Use of various nonsteroidal anti-inflammatory drugs in chronic myeloid leukemia progression
Open Access
- Author:
- Stoudt, Jocelyn Sarah
- Area of Honors:
- Immunology and Infectious Disease
- Degree:
- Bachelor of Science
- Document Type:
- Thesis
- Thesis Supervisors:
- Dr. Kumble Sandeep Prabhu, Thesis Supervisor
Dr. Pamela A. Hankey-Giblin, Thesis Honors Advisor - Keywords:
- selenium
NSAID
leukemia
prostaglandin - Abstract:
- Chronic Myeloid Leukemia (CML) is responsible for 15% of all adult leukemias and current treatments do not eliminate the disease. CML is most common in older adults over age 65 and literature suggests that many older adults who take low doses of nonsteroidal anti-inflammatory drugs (NSAIDs) may be more prone to CML. Selenium is a micronutrient that the body needs for healthy function, and has been known to have chemoprotective effects on leukemia.
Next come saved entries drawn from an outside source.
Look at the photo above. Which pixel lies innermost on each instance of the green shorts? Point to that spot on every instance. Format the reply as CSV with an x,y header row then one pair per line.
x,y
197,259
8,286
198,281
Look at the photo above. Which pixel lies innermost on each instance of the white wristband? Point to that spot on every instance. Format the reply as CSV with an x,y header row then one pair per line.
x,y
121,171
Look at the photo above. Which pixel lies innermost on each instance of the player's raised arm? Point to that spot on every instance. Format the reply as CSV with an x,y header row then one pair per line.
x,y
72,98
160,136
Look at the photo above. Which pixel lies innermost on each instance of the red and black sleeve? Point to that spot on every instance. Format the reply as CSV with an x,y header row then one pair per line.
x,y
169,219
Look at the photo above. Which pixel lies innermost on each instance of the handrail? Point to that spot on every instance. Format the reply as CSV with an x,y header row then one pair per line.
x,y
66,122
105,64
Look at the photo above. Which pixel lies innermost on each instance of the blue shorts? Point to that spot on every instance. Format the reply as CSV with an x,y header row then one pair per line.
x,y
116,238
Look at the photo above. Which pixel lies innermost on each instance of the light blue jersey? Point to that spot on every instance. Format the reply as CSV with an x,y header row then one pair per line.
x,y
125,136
This study examines how NSAIDs impact the role of chemoprotective properties of selenium, particularly in targeting a key population of leukemia stem cells that cause relapse of the disease. Trspfl/flCreLysM mice are unable to make selenoproteins in macrophages, and these mice are utilized to observe whether the protective effects of selenium are dependent on selenoproteins, or if free selenium can also have the same effect on CML when selenoproteins cannot be made. RAW 267.4 murine macrophages and bone marrow derived macrophages (BMDMs) isolated from C57BL/6 mice were used to answer this question. As previously described, selenium treatment increased GPX1 expression in murine RAW 264.7 macrophages. RNA and protein analysis of primary BMDMs showed varied expression of prostaglandin (PG) synthases that are downstream of cyclooxygenases. Further research is needed to determine the long-term consequences of this observation. Trsp WT and KO BMDMs produced Δ12-PGJ2 at different levels. Interestingly, Trsp KO BMDMs showed higher levels with NSAID treatment. This could affect CML patients with Trsp gene mutations. Lipid extracts generated from Trsp BMDMs will be used to treat experimental CML cells to determine the biological significance of these findings.